Lungi da noi la tentazione di trasformarci in megafoni del populismo e di voler alimentare sentimenti di antipolitica, ma non si può e non si deve tacere sui mancati tagli ai costi di questo comparto. Costa troppo ai contribuenti onesti questa classe dirigente impresentabile che in un momento cruciale per il Paese non ha saputo fronteggiare la crisi e ha dovuto cedere il passo ai tecnici. Pesa molto sull’Italia e in particolare su quella parte, sempre più consistente, che non riesce ad arrivare a fine mese. Pesa vergognosamente sul Paese che è a dieta per necessità. Pesa sugli italiani che siedono intorno a una tavola ogni giorno più povera. Pesa su quanti devono rinunciare a un libro o al loro quotidiano. Sì, si taglia infatti, si taglia anche sulle spese alimentari e si taglia sulle spese per la cultura, per l’istruzione, per i libri, per i giornali. Si stanno bersagliando i deboli oltre la soglia di tollerabilità, oltre i limiti di sopravvivenza.
Tutti i nodi di decenni di sprechi, di corruzione, di evasione fiscale, di devastazione del territorio, di insipienza per i beni culturali, di aggressione all’informazione (Rai compresa) sono venuti al pettine. Ma passerà. Non vogliamo un Paese affamato e incolto. Ce l’abbiamo sempre fatta. Ci siamo sempre rialzati dai nostri ruzzoloni e ce la faremo ancora, dopo aver tranciato i rami secchi. Per questo, auspichiamo che quell’Italia che sta dietro le quinte abbandoni il suo silenzio, che potrebbe apparire connivente o ambiguo. I non votanti e gli indecisi, gli indifferenti: scelgano l’impegno affinché l’interesse particolare non prevarichi più su quello comune. Senza però perdonare coloro che hanno commesso crimini contro l’Italia. Perché “perdonare rappresenta spesso per i potenti un incoraggiamento a continuare a fare male” (Maurizio Viroli, L’intransigente, Laterza, 2012).

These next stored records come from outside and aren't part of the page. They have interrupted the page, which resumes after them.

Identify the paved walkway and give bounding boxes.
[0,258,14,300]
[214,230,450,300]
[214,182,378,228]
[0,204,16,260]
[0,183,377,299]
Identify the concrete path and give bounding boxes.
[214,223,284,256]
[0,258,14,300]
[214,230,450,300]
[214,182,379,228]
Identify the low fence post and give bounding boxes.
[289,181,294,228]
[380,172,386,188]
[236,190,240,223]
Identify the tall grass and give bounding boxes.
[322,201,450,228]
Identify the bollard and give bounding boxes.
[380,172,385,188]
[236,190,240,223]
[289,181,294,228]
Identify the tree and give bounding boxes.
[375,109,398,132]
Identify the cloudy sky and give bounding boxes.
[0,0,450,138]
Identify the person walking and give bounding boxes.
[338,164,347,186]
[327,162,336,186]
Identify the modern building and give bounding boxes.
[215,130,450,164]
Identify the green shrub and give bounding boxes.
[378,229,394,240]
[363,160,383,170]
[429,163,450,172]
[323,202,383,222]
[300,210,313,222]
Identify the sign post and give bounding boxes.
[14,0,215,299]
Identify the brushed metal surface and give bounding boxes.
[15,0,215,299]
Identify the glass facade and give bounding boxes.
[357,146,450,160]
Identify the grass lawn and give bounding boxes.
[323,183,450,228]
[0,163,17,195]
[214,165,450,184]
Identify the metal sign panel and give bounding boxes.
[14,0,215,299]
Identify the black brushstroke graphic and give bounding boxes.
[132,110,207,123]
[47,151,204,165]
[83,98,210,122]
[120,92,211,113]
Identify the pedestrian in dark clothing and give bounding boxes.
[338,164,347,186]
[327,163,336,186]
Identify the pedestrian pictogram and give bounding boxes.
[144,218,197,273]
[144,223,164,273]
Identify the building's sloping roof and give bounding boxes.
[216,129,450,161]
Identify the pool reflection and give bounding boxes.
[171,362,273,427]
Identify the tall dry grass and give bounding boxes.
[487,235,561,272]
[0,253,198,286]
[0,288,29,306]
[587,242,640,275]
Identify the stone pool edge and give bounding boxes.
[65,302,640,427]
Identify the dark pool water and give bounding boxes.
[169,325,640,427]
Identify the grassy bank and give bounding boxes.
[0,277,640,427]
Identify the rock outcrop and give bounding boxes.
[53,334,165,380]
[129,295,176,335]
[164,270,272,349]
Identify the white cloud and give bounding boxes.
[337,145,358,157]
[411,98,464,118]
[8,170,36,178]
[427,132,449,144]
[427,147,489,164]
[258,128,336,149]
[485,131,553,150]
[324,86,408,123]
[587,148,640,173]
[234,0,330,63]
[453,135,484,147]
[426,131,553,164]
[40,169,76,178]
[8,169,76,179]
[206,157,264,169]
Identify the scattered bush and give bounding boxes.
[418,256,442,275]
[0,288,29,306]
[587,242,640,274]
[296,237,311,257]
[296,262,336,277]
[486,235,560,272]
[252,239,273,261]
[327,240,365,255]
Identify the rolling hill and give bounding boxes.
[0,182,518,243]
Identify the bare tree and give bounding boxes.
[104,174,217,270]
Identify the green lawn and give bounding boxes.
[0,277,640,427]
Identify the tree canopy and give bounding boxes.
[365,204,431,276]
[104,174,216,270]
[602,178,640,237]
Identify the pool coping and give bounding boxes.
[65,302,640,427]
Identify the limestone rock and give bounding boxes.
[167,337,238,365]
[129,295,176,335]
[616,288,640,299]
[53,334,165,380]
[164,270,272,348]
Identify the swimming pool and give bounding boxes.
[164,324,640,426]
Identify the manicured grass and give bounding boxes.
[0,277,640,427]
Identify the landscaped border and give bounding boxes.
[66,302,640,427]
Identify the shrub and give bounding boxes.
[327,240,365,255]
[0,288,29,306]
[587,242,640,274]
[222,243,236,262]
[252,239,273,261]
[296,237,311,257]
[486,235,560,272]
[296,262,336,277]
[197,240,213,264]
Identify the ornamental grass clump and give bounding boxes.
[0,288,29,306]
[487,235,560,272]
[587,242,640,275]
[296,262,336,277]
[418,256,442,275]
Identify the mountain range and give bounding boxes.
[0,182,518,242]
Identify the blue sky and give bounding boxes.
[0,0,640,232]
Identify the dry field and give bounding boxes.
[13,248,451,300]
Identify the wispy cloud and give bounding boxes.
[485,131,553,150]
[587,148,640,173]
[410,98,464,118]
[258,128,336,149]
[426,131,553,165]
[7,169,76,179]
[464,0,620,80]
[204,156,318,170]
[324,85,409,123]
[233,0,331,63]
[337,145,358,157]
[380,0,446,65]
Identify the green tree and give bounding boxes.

Ma l’impegno deve essere di tutti affinché la classe politica prenda coscienza delle proprie carenze e si rinnovi, individualmente e nelle strutture partitiche. Oggi, “serve una diffusa e costante intransigenza morale”, occorre dire basta alle compiacenze, “uscire allo scoperto e non farsi frenare dal timore di essere sgradito” (Stefano Rodotà, Elogio del moralista, Laterza, 2011). “Diamo, dunque, concretezza alla nostra condizione di cittadini” (Giuseppe Ayala, Troppe coincidenze, Mondadori, 2012). “Non è ammessa la libertà di guardare dall’altra parte. Insomma, per un intellettuale e per uno scrittore non è ammessa per nessuna ragione la distrazione” (Raffaele La Capria, Esercizi superficiali, Mondadori, 2012).